2
int main ()
{
   char *strA = "abc";
   int tam_strA = strlen(strA);
   
   char strB[tam_strA];
   strB[0] = 'a';
   strB[1] = 'b';
   strB[2] = 'c';
   strB[3] = 'd';
   strB[9] = 'z';
   
   printf("%c", strB[9]);
   
   return 0;
}

It prints 'z' normally. Why it doesn't return segmentation fault error? Since I'm trying to access an index that shouldn't exist because the size (amount of indexes) of strB is equal to tam_strA which is equal to 3.

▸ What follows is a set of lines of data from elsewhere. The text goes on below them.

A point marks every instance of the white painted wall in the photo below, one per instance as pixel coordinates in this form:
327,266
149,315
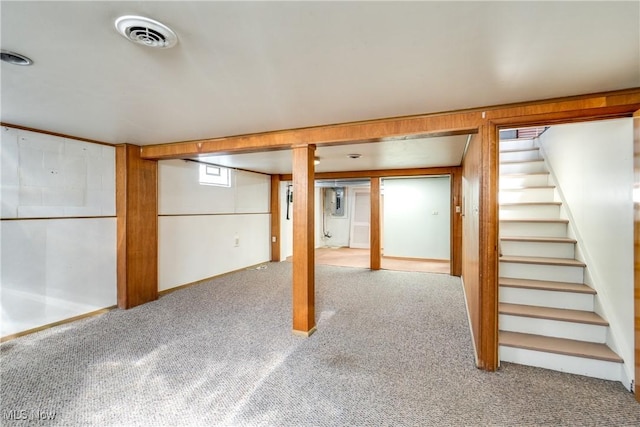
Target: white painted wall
58,266
199,225
338,226
286,225
417,217
592,164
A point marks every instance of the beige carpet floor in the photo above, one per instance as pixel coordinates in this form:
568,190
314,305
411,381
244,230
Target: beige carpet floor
350,257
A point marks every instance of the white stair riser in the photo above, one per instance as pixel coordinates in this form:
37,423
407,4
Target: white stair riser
540,298
526,195
538,249
557,273
517,144
526,180
553,328
529,211
528,167
520,156
533,229
559,362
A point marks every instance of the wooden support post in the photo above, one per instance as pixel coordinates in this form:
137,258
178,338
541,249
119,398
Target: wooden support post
137,219
275,218
303,241
375,246
636,245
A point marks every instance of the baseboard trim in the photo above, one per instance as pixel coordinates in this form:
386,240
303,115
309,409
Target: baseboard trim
305,334
58,323
197,282
402,258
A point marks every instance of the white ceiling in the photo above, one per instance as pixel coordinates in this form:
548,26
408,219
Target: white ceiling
245,67
392,154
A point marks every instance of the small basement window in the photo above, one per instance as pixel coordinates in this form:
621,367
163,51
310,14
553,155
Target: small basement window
215,175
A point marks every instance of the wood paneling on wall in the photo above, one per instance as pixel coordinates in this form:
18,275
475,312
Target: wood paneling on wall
137,213
488,256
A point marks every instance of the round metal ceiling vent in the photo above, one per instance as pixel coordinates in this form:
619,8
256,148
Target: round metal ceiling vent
14,58
146,31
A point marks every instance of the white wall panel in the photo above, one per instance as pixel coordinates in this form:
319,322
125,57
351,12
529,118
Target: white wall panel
55,269
417,218
593,167
180,192
253,192
193,248
48,176
286,225
199,224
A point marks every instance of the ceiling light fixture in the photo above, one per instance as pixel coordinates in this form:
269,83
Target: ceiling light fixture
14,58
146,31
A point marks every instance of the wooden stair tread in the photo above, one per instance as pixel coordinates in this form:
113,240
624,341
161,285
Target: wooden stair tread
518,150
559,346
545,220
538,239
531,204
579,288
561,314
542,260
519,174
531,187
510,162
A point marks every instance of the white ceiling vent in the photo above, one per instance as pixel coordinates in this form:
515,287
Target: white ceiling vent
146,31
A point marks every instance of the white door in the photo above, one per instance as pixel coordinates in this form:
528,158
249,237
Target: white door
361,219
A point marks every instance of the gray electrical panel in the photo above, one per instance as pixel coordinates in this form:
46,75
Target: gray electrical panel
334,202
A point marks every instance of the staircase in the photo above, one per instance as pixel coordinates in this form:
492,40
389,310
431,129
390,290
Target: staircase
546,312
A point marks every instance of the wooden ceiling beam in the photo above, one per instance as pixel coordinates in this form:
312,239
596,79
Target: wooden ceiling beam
349,133
611,104
387,173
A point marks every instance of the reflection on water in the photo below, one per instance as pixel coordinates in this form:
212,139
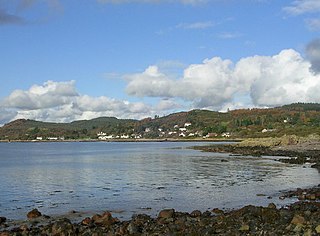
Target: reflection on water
136,177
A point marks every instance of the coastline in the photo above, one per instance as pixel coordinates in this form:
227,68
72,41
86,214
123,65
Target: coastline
207,140
299,218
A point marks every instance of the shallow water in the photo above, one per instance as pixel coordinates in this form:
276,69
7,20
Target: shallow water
129,178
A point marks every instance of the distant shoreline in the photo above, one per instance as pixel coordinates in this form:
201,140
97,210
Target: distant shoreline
122,140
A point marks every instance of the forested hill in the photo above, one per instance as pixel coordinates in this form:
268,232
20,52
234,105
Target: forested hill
300,119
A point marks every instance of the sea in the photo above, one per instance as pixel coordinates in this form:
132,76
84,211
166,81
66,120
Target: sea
129,178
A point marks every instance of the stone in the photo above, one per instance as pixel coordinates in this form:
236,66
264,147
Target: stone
311,197
297,219
105,219
272,206
86,221
62,227
2,219
166,213
196,213
132,228
244,227
217,211
34,214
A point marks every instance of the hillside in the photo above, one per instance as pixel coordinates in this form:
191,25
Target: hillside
300,119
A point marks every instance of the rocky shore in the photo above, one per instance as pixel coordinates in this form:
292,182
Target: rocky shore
301,218
298,150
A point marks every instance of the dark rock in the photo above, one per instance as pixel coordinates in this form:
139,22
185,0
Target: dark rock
34,214
272,206
196,213
86,221
105,219
166,213
2,219
62,227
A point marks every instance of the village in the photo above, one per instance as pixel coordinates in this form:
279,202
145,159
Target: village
185,131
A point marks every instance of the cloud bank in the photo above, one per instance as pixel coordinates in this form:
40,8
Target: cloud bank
60,102
216,83
267,80
192,2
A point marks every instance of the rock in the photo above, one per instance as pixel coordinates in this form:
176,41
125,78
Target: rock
2,219
34,214
297,219
217,211
86,221
105,219
272,206
196,213
244,227
132,228
62,227
311,197
166,213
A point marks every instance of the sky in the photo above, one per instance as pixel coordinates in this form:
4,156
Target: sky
66,60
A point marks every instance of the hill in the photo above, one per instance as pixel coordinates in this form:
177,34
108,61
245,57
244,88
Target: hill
300,119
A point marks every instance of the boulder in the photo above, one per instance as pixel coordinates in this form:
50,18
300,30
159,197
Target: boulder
166,213
2,219
34,214
196,213
105,219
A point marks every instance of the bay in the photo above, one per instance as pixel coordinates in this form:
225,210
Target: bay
129,178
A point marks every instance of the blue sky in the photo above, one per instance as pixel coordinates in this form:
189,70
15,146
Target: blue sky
70,60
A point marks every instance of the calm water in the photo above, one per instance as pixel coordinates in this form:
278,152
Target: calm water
130,178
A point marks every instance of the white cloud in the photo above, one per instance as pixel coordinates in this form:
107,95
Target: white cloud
60,102
229,35
313,24
196,25
299,7
268,80
313,54
192,2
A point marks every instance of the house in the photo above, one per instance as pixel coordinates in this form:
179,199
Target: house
226,135
210,135
101,134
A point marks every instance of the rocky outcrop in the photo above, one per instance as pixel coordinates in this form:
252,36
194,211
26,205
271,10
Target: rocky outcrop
301,218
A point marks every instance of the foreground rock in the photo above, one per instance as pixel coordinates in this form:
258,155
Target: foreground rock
301,218
299,150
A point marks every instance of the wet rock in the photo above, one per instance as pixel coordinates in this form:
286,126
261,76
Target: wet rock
244,228
166,213
34,214
196,213
105,219
298,219
86,221
2,220
217,211
272,206
62,227
132,228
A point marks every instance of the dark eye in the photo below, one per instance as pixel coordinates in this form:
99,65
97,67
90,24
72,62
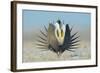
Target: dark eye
62,33
57,33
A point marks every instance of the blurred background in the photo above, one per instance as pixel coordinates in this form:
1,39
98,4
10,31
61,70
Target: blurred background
34,21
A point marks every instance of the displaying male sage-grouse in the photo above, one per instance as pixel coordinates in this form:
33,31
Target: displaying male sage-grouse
58,38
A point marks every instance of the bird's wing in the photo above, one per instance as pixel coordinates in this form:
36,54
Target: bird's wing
69,40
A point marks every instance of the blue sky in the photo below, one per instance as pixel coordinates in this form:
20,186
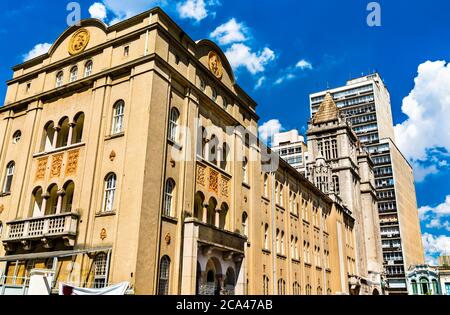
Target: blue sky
294,48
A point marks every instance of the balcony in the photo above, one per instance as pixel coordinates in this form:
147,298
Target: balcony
43,229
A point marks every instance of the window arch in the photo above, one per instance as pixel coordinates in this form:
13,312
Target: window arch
118,117
9,175
73,74
100,270
245,223
59,79
37,202
48,136
173,124
109,192
168,197
78,126
88,68
67,201
164,272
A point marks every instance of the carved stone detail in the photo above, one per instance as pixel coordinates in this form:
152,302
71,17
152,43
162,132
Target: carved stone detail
213,181
72,162
55,170
41,168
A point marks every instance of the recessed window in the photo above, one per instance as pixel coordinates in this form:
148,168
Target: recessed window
17,136
202,85
74,74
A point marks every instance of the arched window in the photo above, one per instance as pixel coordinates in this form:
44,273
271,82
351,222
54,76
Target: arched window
245,223
266,237
168,198
69,189
118,117
164,272
73,74
77,134
110,193
59,79
52,201
100,270
63,133
245,170
47,136
9,177
173,124
36,203
88,68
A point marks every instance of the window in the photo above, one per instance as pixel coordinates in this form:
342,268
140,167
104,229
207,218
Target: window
59,79
9,177
118,117
173,124
100,270
245,170
17,136
88,68
168,198
74,74
336,185
202,85
266,237
164,271
245,224
110,192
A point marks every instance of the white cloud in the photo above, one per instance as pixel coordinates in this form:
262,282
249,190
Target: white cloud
98,11
230,32
240,55
304,65
260,82
435,245
37,50
192,9
268,129
424,137
436,217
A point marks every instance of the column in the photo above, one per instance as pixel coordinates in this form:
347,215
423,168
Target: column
55,137
61,194
71,128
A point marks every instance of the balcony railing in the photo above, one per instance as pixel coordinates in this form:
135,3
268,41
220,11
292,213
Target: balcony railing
42,229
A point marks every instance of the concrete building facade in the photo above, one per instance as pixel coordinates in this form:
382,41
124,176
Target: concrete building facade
128,153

Also, is there any difference/problem on doing char strB[strlen(strA)]; instead?

Sourav Ghosh
  • 133,132
  • 16
  • 183
  • 261
Guilherme Neves
  • 33
  • 4
  • 2
    Undedined behaviour means anything can happen. Your code demonstrates one possible behaviour; there are a myriad others. You might get a crash if you printed via `strA`. – Jonathan Leffler Dec 21 '21 at 05:35
  • If `strB[9]` is in memory that you do not own, and the hardware is configured to cause a system fault, that is what will happen. But if `strB[9]` is in memory that you do own, it won't cause a problem unless there is competition for use of that memory location. If you don't intefere with any other use (or vice-versa), there won't be a problem. Suppose you go to the theatre and sit in a seat you didn't book. You might enjoy the whole show if no-one else wants to use the same seat, otherwise, there will be trouble. – Weather Vane Dec 21 '21 at 07:10
  • [What is undefined behavior and how does it work?](https://software.codidact.com/posts/277486) – Lundin Dec 21 '21 at 07:34
  • C does not protect you from shooting yourself in the foot (it's called **Undefined Behaviour** when you do so). The idea behind C not checking everything for you is that you can check yourself when you need to ... and when you don't need to your compiled program is streamlined by design. – pmg Dec 21 '21 at 10:37
  • Please choose a title which provides information about your question rather than a generic statement. Thank you. – user438383 Dec 21 '21 at 10:45

2 Answers2

3

C language does not have a specification that stops you from accessing invalid memory, nor does it guarantee a segmentation fault. The only promise which is made is that, if you attempt to access invalid memory, that will cause undefined behavior.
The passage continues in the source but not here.